In the present study, well randomization was conducted since there were no differences in age, bodyweight and severity of psychotic symptoms at baseline (BPRS scores) among the three dosage groups. However, such pharmacokinetic factors as drug doses and concentrations were unlikely to predict severity of any side-effects including EPS.

Side-effects of bromperidol are characterized by predominant EPS in contrast to relatively fewer psychic and autonomic side-effects. This side-effect spectrum is probably explained by the fact that the main pharmacological property of bromperidol is potent and selective antagonistic effects for dopamine D₂ receptors.¹¹ Although EPS were observed in almost half of the cases treated with bromperidol in the present study, fewer sedative and anticholinergic side-effects may be an advantage of bromperidol treatment.

Among EPS, acute dystonia should be particularly warned of in the initial phase of bromperidol treatment. The incidence of bromperidol-induced dystonia was relatively low (30%) compared with the results of fluphenazine (34%), nemonapride (51%) and haloperidol (60%) in other previous reported surveys.^12–14 The present study showed that patients who were younger and had a shorter duration of illness are at higher risk for developing acute dystonia (Table 1). Also, 70% of patients with dystonic reactions were males. Therefore, young male patients are at a high risk for acute dystonia and require coadministration of anticholinergic drugs when initiating bromperidol treatment.

It may be noteworthy that there were some relationships between the development of side-effects and the improvement in clinical symptoms during bromperidol treatment. A previous study also suggested that the treatment-resistant side-effects are strongly related to treatment failure at higher dosage of antipsychotics.¹⁵ Likewise, the negative relationship between EPS scores and the percentage improvement in negative symptoms in the present study probably demonstrates that the existence of considerable EPS had significant influence on an assessment of negative symptoms. It may be necessary but difficult to distinguish negative-like symptoms associated with neuroleptic treatment from true negative symptoms by a natural process of schizophrenia, although the possibility that EPS directly cause deterioration of negative symptoms¹⁶ cannot be entirely excluded like a close relationship between akinesia and depression.¹⁷ However, negative relationships between psychic side-effects and the improvement in positive, excitement, cognitive and anxiety-depression symptoms can be simply interpreted as a phenomena that poor therapeutic response tends to be associated with increased sensitivity for psychic side-effects in schizophrenic patients.

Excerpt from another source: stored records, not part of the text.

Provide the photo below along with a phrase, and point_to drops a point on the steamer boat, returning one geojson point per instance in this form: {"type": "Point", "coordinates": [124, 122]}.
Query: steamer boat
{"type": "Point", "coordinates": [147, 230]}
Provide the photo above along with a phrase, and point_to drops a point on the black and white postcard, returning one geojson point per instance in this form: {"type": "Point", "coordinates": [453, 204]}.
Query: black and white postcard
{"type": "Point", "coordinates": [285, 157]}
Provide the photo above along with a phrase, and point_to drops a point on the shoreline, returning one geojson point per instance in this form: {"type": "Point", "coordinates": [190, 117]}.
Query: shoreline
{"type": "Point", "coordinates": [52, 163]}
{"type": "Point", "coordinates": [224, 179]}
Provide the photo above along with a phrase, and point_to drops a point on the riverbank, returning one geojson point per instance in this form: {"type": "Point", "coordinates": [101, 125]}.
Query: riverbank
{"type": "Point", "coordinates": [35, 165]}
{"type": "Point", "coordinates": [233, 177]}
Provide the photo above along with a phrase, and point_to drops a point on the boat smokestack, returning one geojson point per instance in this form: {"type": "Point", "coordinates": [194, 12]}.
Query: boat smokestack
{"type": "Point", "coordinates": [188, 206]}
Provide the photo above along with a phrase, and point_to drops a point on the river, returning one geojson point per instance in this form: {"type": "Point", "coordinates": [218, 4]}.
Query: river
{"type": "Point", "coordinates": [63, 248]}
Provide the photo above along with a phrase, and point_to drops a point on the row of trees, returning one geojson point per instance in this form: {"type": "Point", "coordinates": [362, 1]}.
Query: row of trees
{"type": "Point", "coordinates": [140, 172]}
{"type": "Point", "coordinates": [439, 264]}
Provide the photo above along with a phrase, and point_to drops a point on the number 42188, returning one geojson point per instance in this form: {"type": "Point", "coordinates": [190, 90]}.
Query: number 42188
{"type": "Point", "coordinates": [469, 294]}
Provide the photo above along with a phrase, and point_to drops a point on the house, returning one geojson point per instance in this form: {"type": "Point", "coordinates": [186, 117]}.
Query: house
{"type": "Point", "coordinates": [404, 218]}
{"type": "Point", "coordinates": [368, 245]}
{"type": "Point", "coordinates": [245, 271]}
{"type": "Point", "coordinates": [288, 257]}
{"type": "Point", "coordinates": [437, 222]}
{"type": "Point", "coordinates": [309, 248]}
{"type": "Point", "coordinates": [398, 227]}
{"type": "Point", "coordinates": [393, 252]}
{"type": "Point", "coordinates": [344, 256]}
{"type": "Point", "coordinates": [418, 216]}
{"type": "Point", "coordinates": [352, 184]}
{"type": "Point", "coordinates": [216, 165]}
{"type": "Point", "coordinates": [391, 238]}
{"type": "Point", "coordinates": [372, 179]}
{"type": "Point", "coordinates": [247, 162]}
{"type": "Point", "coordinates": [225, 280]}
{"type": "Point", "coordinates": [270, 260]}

In conclusion, predominant side-effects of bromperidol are EPS. Monitoring of drug concentration is unlikely to be useful in predicting most EPS. The existence of considerable EPS may lead to unimproved negative symptoms of schizophrenia.

ACKNOWLEDGMENTS

We would like to thank Mr Yoshimasa Inoue, Pharmaceutical Research Division, Mitsubishi Pharma Corporation, for providing us with technical support of HPLC. This study was supported by the Hirosaki Research Institute for Neurosciences.